With the October 2014 deadline for physicians to transition from ICD-9 to ICD-10 approaching, less than 10% of private practices are ready. In asurvey of medical professionals, Porter Research found that even though 87% of respondents said they are confident they will be ready when the time comes, 74% had not started the implementation process in the final quarter of 2013. Kind of makes you shake in your boots, no?
A significant majority of respondents expressed concerns about loss of revenue associated with the ICD-10 conversion. In fact, the report cited cash flow disruption and revenue loss as the biggest concern for private practice physicians and other medical professionals surveyed.
MGMA president and CEO, Susan L. Turney, expressed concern recently with the lack of progress toward implementation, and challenged CMS to do its part to get the industry moving toward measurable progress immediately.
The Porter Research survey and Turney’s analysis of the current ICD-10 transition highlight multiple areas of interest for private practice physicians and small groups.
- Training will be costly, labor-intensive, and ongoing. With 5 times the number of codes used with ICD-10 than ICD-9, almost 100% (98%) of clinicians expect challenges choosing the proper code for reimbursement and EHR management.

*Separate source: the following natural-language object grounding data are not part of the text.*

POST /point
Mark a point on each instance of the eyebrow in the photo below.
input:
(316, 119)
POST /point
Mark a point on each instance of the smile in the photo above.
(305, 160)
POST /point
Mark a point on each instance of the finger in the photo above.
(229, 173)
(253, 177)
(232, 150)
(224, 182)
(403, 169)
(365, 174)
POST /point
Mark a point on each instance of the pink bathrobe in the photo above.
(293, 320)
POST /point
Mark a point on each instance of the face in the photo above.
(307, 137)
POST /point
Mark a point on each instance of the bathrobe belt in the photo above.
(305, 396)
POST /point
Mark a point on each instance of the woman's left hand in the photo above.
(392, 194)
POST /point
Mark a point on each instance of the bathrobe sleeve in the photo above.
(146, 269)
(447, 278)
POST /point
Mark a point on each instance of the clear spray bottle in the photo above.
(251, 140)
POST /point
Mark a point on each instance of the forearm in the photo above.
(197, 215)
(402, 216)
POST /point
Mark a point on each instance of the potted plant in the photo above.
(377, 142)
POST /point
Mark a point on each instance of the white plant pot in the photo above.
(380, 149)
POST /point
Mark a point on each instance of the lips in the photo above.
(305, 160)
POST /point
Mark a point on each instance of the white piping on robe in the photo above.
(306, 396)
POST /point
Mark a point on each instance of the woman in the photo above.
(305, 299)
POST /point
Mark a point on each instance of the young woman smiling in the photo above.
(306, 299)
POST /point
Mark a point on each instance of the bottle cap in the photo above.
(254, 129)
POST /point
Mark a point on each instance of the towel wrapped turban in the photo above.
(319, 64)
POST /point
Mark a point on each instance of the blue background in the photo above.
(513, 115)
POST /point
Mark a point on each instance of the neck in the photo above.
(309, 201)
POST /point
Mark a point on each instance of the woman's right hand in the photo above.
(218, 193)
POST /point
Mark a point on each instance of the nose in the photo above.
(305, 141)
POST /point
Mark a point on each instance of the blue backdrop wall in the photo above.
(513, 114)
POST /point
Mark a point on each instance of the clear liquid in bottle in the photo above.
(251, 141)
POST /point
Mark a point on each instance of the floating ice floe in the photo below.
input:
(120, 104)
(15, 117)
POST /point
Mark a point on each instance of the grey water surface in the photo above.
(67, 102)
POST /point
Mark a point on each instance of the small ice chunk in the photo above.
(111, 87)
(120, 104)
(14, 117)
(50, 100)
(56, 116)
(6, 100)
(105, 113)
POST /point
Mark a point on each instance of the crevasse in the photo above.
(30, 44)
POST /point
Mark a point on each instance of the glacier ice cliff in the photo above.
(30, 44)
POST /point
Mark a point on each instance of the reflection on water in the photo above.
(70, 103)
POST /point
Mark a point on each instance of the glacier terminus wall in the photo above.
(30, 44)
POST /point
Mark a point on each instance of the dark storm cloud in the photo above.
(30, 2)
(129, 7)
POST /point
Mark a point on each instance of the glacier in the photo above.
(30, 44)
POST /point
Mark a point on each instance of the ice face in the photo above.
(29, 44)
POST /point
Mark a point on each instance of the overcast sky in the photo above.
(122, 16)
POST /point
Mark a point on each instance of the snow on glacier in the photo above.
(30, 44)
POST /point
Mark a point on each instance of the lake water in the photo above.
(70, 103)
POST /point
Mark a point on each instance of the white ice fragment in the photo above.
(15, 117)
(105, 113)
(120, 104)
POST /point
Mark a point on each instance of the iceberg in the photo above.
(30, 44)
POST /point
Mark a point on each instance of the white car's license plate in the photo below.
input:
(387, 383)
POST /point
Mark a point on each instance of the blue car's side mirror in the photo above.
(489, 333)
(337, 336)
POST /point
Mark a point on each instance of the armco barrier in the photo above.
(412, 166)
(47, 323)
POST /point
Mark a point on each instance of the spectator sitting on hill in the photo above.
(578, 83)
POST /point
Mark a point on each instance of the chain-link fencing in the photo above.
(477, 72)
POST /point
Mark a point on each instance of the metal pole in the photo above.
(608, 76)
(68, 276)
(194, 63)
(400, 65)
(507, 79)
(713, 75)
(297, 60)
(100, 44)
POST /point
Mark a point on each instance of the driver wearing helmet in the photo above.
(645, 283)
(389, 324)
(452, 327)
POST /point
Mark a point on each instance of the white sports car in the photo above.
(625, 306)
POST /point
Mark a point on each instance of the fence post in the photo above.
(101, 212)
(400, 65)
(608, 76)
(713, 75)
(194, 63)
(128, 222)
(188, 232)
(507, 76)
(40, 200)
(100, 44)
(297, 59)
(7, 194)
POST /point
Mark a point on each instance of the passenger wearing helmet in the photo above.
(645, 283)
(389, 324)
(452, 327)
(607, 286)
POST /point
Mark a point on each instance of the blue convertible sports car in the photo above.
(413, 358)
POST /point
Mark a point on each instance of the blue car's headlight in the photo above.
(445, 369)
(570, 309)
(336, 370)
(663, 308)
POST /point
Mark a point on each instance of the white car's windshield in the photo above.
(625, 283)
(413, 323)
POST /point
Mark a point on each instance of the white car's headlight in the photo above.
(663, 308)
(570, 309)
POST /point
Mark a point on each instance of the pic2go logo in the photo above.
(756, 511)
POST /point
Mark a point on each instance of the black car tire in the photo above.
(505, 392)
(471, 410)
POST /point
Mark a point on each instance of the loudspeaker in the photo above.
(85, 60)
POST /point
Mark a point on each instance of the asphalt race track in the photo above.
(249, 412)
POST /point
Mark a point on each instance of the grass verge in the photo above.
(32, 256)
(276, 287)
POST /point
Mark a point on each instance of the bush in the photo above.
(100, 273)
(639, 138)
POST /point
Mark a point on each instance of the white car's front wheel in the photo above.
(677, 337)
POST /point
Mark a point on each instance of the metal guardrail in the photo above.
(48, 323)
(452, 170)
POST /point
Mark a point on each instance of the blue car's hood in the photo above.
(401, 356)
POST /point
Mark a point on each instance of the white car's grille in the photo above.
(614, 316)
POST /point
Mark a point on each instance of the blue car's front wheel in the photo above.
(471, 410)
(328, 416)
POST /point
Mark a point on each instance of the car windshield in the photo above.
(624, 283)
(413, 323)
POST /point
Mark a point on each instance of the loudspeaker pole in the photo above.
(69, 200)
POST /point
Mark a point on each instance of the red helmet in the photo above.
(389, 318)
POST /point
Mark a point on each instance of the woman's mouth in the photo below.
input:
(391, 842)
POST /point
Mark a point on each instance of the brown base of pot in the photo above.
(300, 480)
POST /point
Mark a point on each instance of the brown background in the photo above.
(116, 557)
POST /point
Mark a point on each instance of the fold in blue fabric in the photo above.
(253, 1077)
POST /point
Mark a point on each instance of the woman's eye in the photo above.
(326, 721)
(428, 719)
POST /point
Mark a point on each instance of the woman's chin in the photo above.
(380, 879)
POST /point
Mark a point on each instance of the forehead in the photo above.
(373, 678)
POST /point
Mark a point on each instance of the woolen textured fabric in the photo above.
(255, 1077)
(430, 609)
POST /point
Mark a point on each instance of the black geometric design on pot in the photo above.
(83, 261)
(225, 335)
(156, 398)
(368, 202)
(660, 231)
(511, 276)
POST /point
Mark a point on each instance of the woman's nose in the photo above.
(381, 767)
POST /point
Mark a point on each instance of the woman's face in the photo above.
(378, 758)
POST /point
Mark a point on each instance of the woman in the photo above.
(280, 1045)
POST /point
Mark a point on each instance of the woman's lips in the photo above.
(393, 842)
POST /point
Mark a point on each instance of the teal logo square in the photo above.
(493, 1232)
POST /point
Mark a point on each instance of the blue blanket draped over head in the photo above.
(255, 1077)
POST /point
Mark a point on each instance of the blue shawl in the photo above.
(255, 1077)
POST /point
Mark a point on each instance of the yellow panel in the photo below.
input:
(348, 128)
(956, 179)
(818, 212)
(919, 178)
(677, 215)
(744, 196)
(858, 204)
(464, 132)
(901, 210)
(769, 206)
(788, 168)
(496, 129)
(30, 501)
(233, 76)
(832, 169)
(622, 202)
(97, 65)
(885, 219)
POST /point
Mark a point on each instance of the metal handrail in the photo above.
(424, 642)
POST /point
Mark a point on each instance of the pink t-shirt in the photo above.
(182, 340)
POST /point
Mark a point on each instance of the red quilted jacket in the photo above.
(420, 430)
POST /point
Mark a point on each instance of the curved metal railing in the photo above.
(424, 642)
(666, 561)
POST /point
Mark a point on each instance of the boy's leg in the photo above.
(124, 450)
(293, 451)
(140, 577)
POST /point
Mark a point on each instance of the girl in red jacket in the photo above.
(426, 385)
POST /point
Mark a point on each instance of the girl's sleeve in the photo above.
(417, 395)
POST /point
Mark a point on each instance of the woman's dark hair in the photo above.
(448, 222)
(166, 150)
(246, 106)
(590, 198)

- End-to-end testing is imperative for quality and continuity of care; however at least half have not heard from their clearing house about scheduling testing dates. Less than 6% have initiated testing with major health plans.
- The complexities with ICD-10 are extensive and broad. Coordination among clearing houses, software providers, physicians, health plans and ancillary services is critical to reduce disruptions in patient services. Roughly 40% of respondents in the survey expect loss of productivity to be an issue for their practice.
- Although many medical enterprises say they budgeted, or are budgeting, for costs associated with the implementation, approximately 25% say their practice does not have adequate staff or other resources available. Turney estimates the cost to a 10 physician practice will exceed $243,000 for software upgrades associated with ICD-10 transition, if their vendor is not obligated to cover the costs. Less than 45% say they expect their current vendor to cover upgrade costs.
While, the survey report presents a number of negative findings, there are some positive reports. For example, although the survey reports limited contact from software vendors, many physicians do not expect to change companies. And just under 10% of participants expressed concern that they could not get preparations completed in time for the roll-out.
Some 35% of survey participants said preparedness is lacking among payers; however, emerging collaborative effects between eHealth partners and vendors should reduce financial burdens and time requirements for physicians. The Massachusetts eHealth Collaborative and the Massachusetts Health Data Consortium announced efforts to assist medical providers and payerstest ICD-10 efficiency.
Organizations such as the American Hospital Association and the Workgroup for Electronic Data Exchange continue to urge government official to take a proactive approach toward Medicare testing to make sure all parties are ready when October comes.
October and the ICD-10 roll-out are coming. Preparations now will mean a smoother transition period and confidence when October 1st arrives.